Battery runtime is calculated using the formula: Runtime (hours) = Usable Battery Energy (Wh) ÷ Total Device Power (W). First, convert your battery capacity to watt-hours (Wh). For mAh batteries: Wh = (mAh × Voltage) ÷ 1000. Then account for depth of discharge (DoD), inverter efficiency, and temperature effects. Our calculator handles all these factors automatically.

mAh (milliamp-hours) and Ah (amp-hours) measure electric charge — they tell you how much current a battery can deliver over time, but they don't account for voltage. Wh (watt-hours) is a true measure of energy, combining both voltage and current. A 5,000 mAh battery at 3.7V equals 18.5 Wh. For comparing batteries of different voltages, always use Wh. 1 Ah = 1,000 mAh. Wh = Ah × Voltage = (mAh × Voltage) ÷ 1000.

Depth of Discharge (DoD) is the percentage of a battery's capacity that has been used. A 100% DoD means the battery is fully drained. Most batteries shouldn't be discharged to 100% regularly — it dramatically shortens their lifespan. For example, lead-acid batteries typically recommend a 50% DoD for optimal longevity, while LiFePO₄ can safely handle 80–90% DoD. Our calculator factors in your chosen DoD to give a realistic, battery-friendly runtime estimate.

Temperature significantly impacts battery capacity.
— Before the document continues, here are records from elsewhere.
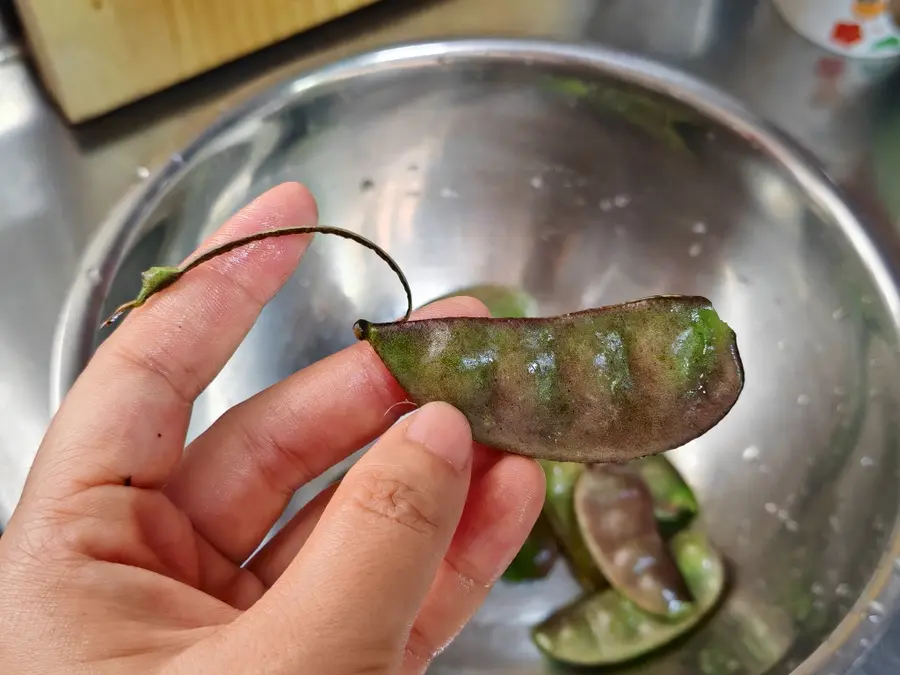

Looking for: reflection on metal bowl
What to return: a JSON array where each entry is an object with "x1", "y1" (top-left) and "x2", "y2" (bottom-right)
[{"x1": 52, "y1": 39, "x2": 900, "y2": 675}]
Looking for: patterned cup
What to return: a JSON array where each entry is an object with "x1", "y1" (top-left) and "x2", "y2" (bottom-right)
[{"x1": 772, "y1": 0, "x2": 900, "y2": 58}]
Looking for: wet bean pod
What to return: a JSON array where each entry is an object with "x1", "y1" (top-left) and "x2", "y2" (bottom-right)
[
  {"x1": 356, "y1": 296, "x2": 743, "y2": 463},
  {"x1": 501, "y1": 513, "x2": 560, "y2": 583},
  {"x1": 633, "y1": 454, "x2": 699, "y2": 531},
  {"x1": 539, "y1": 460, "x2": 608, "y2": 592},
  {"x1": 573, "y1": 462, "x2": 693, "y2": 617},
  {"x1": 532, "y1": 528, "x2": 726, "y2": 667}
]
Cold temperatures slow down chemical reactions inside the battery, reducing available capacity — at 0°C (32°F), a battery may only deliver 85% of its rated capacity. At -20°C (-4°F), capacity can drop to 60% or less. Extreme heat (above 35°C/95°F) also degrades performance and accelerates aging. Our calculator includes a temperature coefficient to adjust runtime estimates based on environmental conditions.
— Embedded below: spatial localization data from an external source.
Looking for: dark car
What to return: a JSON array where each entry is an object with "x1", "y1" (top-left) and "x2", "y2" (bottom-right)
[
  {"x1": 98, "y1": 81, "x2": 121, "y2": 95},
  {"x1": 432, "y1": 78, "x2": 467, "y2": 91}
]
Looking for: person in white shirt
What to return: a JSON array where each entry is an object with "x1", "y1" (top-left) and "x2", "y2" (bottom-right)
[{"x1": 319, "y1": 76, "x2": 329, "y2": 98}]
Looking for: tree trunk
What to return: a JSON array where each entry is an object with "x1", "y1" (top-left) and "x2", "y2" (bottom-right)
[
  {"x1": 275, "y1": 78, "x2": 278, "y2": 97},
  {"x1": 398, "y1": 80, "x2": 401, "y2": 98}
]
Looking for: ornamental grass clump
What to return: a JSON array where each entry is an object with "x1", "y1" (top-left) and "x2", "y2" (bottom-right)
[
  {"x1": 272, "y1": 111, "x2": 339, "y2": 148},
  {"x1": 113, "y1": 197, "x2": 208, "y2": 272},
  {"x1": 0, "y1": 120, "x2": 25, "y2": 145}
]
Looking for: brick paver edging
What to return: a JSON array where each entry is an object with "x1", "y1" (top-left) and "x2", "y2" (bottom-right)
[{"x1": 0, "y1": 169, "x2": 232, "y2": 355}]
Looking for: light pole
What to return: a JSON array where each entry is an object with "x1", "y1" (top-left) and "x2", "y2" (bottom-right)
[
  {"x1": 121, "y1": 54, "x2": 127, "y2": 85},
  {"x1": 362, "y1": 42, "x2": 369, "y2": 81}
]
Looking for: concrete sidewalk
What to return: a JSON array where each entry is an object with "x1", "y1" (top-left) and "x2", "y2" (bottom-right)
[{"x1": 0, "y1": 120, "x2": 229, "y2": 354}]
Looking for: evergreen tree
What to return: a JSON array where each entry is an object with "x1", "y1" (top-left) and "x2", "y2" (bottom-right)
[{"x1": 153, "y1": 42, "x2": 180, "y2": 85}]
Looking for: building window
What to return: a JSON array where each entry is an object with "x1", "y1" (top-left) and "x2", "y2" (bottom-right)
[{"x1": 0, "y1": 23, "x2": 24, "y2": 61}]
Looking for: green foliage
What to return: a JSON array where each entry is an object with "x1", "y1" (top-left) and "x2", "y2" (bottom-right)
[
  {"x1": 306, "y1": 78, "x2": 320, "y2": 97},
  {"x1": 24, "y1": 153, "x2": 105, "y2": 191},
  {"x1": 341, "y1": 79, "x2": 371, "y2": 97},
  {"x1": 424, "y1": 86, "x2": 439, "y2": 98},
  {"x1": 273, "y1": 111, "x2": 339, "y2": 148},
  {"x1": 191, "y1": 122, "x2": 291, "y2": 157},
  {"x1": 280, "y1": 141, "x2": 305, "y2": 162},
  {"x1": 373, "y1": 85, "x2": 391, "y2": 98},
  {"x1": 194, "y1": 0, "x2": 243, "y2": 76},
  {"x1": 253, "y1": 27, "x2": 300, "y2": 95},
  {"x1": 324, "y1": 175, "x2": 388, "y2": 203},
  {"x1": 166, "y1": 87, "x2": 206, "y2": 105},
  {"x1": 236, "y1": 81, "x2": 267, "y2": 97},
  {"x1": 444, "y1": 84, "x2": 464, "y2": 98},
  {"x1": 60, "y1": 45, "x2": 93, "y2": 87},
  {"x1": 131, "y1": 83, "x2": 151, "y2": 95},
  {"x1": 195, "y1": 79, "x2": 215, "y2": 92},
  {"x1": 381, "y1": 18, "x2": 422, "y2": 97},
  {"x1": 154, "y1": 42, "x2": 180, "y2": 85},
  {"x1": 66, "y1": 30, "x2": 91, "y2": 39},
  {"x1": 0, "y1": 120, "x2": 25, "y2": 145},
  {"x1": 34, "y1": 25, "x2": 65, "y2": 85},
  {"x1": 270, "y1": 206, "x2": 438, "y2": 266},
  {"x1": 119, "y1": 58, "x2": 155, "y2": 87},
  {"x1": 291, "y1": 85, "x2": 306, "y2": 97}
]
An inverter is only needed when powering AC (alternating current) devices from a DC battery — for example, running a household appliance from a car battery. DC devices (like phones, laptops via DC adapter, LED lights) can connect directly without an inverter, achieving nearly 100% efficiency. When using an inverter, expect 85–95% efficiency — the rest is lost as heat. Pure sine wave inverters are more efficient but costlier than modified sine wave models.
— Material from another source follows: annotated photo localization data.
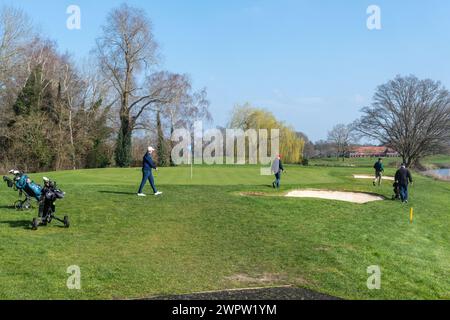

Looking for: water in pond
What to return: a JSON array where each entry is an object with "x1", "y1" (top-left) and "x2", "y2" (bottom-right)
[{"x1": 429, "y1": 168, "x2": 450, "y2": 177}]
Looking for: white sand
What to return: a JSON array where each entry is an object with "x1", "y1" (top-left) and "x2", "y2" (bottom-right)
[
  {"x1": 353, "y1": 174, "x2": 395, "y2": 181},
  {"x1": 285, "y1": 189, "x2": 384, "y2": 204}
]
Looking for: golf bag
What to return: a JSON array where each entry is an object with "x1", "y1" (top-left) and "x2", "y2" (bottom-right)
[
  {"x1": 32, "y1": 178, "x2": 69, "y2": 230},
  {"x1": 3, "y1": 170, "x2": 42, "y2": 210},
  {"x1": 392, "y1": 182, "x2": 400, "y2": 200}
]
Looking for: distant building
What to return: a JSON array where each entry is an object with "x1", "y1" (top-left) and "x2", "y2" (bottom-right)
[{"x1": 349, "y1": 146, "x2": 399, "y2": 158}]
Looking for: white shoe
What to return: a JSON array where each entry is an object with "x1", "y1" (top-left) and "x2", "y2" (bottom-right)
[
  {"x1": 154, "y1": 191, "x2": 163, "y2": 196},
  {"x1": 137, "y1": 193, "x2": 147, "y2": 197}
]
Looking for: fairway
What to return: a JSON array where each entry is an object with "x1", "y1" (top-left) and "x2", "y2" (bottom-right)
[{"x1": 0, "y1": 165, "x2": 449, "y2": 299}]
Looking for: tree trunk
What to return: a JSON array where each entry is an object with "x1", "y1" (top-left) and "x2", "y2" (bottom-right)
[
  {"x1": 169, "y1": 119, "x2": 176, "y2": 167},
  {"x1": 68, "y1": 108, "x2": 76, "y2": 170},
  {"x1": 115, "y1": 109, "x2": 132, "y2": 167},
  {"x1": 401, "y1": 154, "x2": 413, "y2": 168},
  {"x1": 115, "y1": 87, "x2": 133, "y2": 167},
  {"x1": 156, "y1": 109, "x2": 168, "y2": 167}
]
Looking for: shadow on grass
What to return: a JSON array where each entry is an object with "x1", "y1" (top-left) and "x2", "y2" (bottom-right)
[
  {"x1": 0, "y1": 220, "x2": 31, "y2": 229},
  {"x1": 0, "y1": 205, "x2": 35, "y2": 212},
  {"x1": 0, "y1": 205, "x2": 16, "y2": 210},
  {"x1": 98, "y1": 190, "x2": 136, "y2": 195},
  {"x1": 147, "y1": 286, "x2": 341, "y2": 300}
]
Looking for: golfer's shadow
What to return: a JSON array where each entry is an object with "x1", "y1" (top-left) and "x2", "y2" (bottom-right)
[
  {"x1": 0, "y1": 220, "x2": 31, "y2": 229},
  {"x1": 98, "y1": 190, "x2": 136, "y2": 195}
]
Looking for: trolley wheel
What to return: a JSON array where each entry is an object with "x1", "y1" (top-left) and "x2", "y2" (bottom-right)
[
  {"x1": 31, "y1": 218, "x2": 39, "y2": 230},
  {"x1": 22, "y1": 200, "x2": 32, "y2": 210},
  {"x1": 63, "y1": 216, "x2": 70, "y2": 228},
  {"x1": 14, "y1": 200, "x2": 23, "y2": 210}
]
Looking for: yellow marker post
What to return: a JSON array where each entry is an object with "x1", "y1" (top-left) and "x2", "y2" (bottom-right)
[{"x1": 410, "y1": 208, "x2": 414, "y2": 224}]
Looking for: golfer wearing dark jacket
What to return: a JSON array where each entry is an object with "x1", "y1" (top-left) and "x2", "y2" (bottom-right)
[
  {"x1": 137, "y1": 147, "x2": 162, "y2": 197},
  {"x1": 373, "y1": 158, "x2": 384, "y2": 186},
  {"x1": 394, "y1": 164, "x2": 413, "y2": 203}
]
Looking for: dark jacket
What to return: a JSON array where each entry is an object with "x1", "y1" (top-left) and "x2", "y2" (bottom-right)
[
  {"x1": 395, "y1": 167, "x2": 413, "y2": 186},
  {"x1": 374, "y1": 161, "x2": 384, "y2": 172},
  {"x1": 143, "y1": 153, "x2": 157, "y2": 170},
  {"x1": 279, "y1": 160, "x2": 284, "y2": 172}
]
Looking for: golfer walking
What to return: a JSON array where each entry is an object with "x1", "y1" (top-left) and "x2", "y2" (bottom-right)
[
  {"x1": 137, "y1": 147, "x2": 162, "y2": 197},
  {"x1": 394, "y1": 164, "x2": 413, "y2": 203},
  {"x1": 272, "y1": 155, "x2": 285, "y2": 189},
  {"x1": 373, "y1": 158, "x2": 384, "y2": 186}
]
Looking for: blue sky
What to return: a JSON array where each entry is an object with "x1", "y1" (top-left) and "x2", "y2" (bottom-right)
[{"x1": 3, "y1": 0, "x2": 450, "y2": 141}]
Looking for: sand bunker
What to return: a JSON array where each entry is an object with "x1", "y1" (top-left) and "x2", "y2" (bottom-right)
[
  {"x1": 353, "y1": 174, "x2": 395, "y2": 181},
  {"x1": 285, "y1": 189, "x2": 384, "y2": 204}
]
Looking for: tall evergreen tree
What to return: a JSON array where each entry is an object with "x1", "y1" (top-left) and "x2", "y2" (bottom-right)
[
  {"x1": 156, "y1": 109, "x2": 168, "y2": 166},
  {"x1": 13, "y1": 65, "x2": 43, "y2": 116},
  {"x1": 12, "y1": 64, "x2": 55, "y2": 118},
  {"x1": 115, "y1": 119, "x2": 132, "y2": 167}
]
• Reduce device power consumption — lower brightness, disable unused features
• Keep batteries at room temperature — avoid extreme cold or heat
• Use a higher capacity battery or connect multiple batteries in parallel
• Choose batteries with higher DoD tolerance like LiFePO₄
• Minimize inverter usage — use DC-powered devices when possible
• Regularly maintain batteries — keep terminals clean, check water levels (lead-acid)
• Consider a battery management system (BMS) to optimize charging and discharging

LiFePO₄ (Lithium Iron Phosphate) offers the longest cycle life — typically 2,000 to 5,000+ cycles at 80% DoD, lasting 5–10+ years with proper care. They also maintain stable voltage throughout discharge and are safer than standard Li-ion. For budget applications, AGM batteries offer 400–800 cycles at moderate DoD. Lead-acid is the most affordable upfront but has the shortest lifespan (200–600 cycles). Choose based on your budget, weight constraints, and expected usage frequency.